Bank teller: Ma'am, from now on if you want your balance you'll need to request it.
Customer: How do I request it?
Bank teller: Well, ma'am, you just ask me for it.

Houston, Texas

Products VP: Everyone who makes this crap is just as fucked as we are.
Finance VP: If only no one put this in their mouths…

Elmsford, New York

Overheard by: Bored Beyond Belief

Assistant: They’ve already designed the corn maze for a Lewis & Clark theme.
Account executive: Why did they choose Superman?
Assistant: [Stumped silence.]

Thomas Street
Seattle, Washington

Overheard by: Pants

Finance clerk: Every time she comes in here, he grabs it and pulls it out, and she runs away.

Vienna, Virginia

Overheard by: Receptionitis

Lowly finance clerk to director: What'd you lose?
Director: The eyeball from my carrot.

Nunavut
Canada

Overheard by: Finance Officer #3

Power broker #1: Two large cappuccinos.
Cashier: Thank you.
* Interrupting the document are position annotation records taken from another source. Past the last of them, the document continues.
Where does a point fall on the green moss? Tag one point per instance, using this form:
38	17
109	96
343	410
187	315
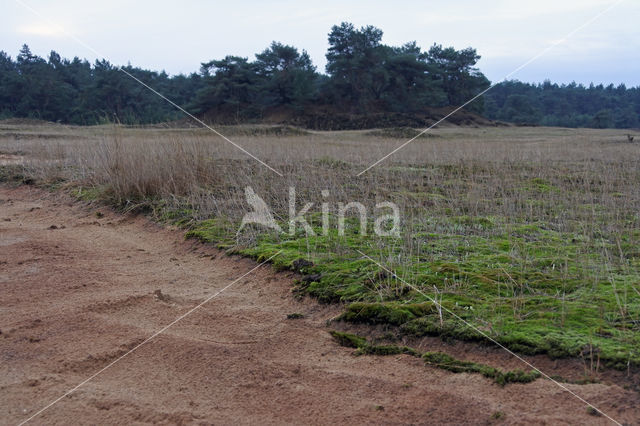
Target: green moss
349	340
449	363
365	348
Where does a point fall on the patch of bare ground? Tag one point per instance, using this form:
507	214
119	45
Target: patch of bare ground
79	295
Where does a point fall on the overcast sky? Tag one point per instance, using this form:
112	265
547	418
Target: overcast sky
178	35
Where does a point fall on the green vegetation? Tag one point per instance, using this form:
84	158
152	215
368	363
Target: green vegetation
365	348
402	84
446	362
533	244
566	105
522	285
435	359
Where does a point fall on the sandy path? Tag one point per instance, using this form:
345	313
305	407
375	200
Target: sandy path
75	298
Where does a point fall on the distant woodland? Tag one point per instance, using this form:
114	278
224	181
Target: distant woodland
363	77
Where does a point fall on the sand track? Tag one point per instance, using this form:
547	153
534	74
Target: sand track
75	297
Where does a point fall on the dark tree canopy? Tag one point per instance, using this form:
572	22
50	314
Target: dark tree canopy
363	76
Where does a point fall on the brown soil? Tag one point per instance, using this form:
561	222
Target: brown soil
77	296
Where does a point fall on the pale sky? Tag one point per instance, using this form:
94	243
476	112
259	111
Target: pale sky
178	35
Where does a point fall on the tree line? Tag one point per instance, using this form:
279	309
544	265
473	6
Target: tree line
566	105
362	76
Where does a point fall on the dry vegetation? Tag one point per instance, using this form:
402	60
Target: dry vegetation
532	234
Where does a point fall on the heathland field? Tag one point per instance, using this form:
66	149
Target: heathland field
532	235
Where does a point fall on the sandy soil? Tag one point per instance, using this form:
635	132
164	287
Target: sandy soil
78	291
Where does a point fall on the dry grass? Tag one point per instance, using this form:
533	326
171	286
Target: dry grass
521	213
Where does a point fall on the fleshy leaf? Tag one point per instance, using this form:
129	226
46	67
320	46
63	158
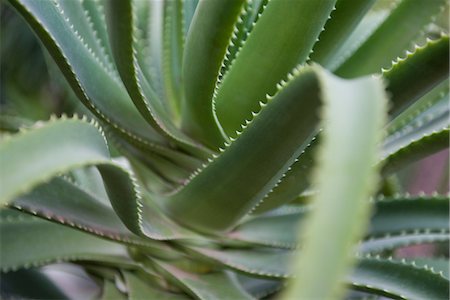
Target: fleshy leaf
344	18
121	33
346	179
210	286
206	44
394	36
51	242
94	85
283	37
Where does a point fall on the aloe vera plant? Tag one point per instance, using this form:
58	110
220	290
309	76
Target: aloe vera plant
238	149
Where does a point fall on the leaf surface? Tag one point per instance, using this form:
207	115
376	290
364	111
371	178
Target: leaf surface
283	37
51	242
408	18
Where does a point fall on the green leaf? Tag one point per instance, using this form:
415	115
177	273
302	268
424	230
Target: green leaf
79	144
341	207
30	284
391	242
344	19
121	33
218	285
94	85
75	14
242	173
399	214
50	242
436	264
373	275
426	108
139	289
283	36
395	279
95	14
293	182
64	203
111	292
400	219
173	45
408	18
417	149
412	77
280	231
206	43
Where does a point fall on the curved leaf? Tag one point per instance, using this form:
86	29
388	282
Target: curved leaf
344	18
121	28
51	242
206	43
94	85
80	144
38	166
138	289
283	37
218	285
394	36
399	280
64	203
395	215
173	45
293	182
373	275
411	77
416	150
243	165
345	179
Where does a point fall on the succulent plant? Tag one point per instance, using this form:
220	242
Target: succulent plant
233	150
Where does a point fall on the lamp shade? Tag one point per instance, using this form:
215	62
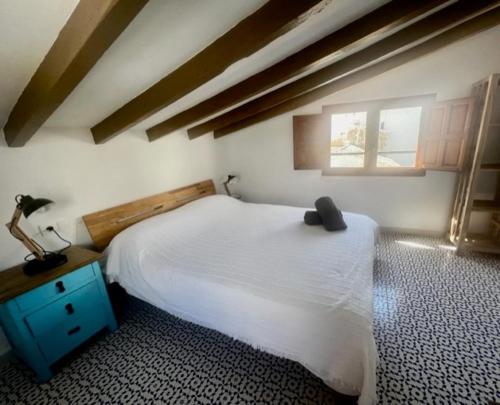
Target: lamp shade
28	205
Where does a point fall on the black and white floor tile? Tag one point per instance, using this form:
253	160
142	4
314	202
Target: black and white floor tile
437	326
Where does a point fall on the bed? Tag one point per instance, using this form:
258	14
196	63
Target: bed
257	273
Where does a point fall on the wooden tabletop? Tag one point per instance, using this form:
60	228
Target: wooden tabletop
14	282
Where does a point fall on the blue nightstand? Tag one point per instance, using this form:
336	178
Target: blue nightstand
47	315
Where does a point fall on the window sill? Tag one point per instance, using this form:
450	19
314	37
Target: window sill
399	171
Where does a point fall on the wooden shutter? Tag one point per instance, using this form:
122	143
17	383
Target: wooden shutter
444	140
311	142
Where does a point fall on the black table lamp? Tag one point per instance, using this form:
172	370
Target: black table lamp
27	205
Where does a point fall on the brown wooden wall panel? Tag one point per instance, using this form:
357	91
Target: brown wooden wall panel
311	142
446	134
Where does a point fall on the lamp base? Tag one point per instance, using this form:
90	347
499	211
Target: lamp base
50	261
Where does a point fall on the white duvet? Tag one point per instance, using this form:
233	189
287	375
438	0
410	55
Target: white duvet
257	273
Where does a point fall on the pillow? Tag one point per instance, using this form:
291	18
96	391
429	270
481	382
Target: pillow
330	215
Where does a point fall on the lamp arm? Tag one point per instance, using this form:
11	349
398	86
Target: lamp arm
20	235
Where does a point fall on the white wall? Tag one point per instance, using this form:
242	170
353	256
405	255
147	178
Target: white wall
263	154
65	166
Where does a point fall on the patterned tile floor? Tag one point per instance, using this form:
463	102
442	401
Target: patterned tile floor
437	326
437	323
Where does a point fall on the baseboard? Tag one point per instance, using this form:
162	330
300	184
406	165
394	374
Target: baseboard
411	231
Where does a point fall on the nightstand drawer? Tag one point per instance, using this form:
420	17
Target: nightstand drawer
55	289
58	342
83	302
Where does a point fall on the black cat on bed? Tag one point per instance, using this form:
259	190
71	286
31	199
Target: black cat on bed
327	214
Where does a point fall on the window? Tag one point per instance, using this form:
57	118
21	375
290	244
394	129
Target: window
348	132
378	137
402	136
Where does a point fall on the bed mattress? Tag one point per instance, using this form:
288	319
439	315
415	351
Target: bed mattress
257	273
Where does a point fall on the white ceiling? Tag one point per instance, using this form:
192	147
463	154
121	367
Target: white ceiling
165	34
28	29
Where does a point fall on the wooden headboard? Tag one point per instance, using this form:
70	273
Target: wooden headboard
105	225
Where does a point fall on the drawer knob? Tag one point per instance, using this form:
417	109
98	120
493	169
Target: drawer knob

That will be $4.50.
Power broker #1: Where’s the cinnamon?
Cashier: I’m sorry, we’re out of cinnamon.
Power broker #1: Then I don’t want it!
Cashier: Excuse me?
Power broker #2: Okay, let’s just bring it back to the office.
Power broker #1: No! Just give me my money back. I can’t drink the foamy milk without the cinnamon.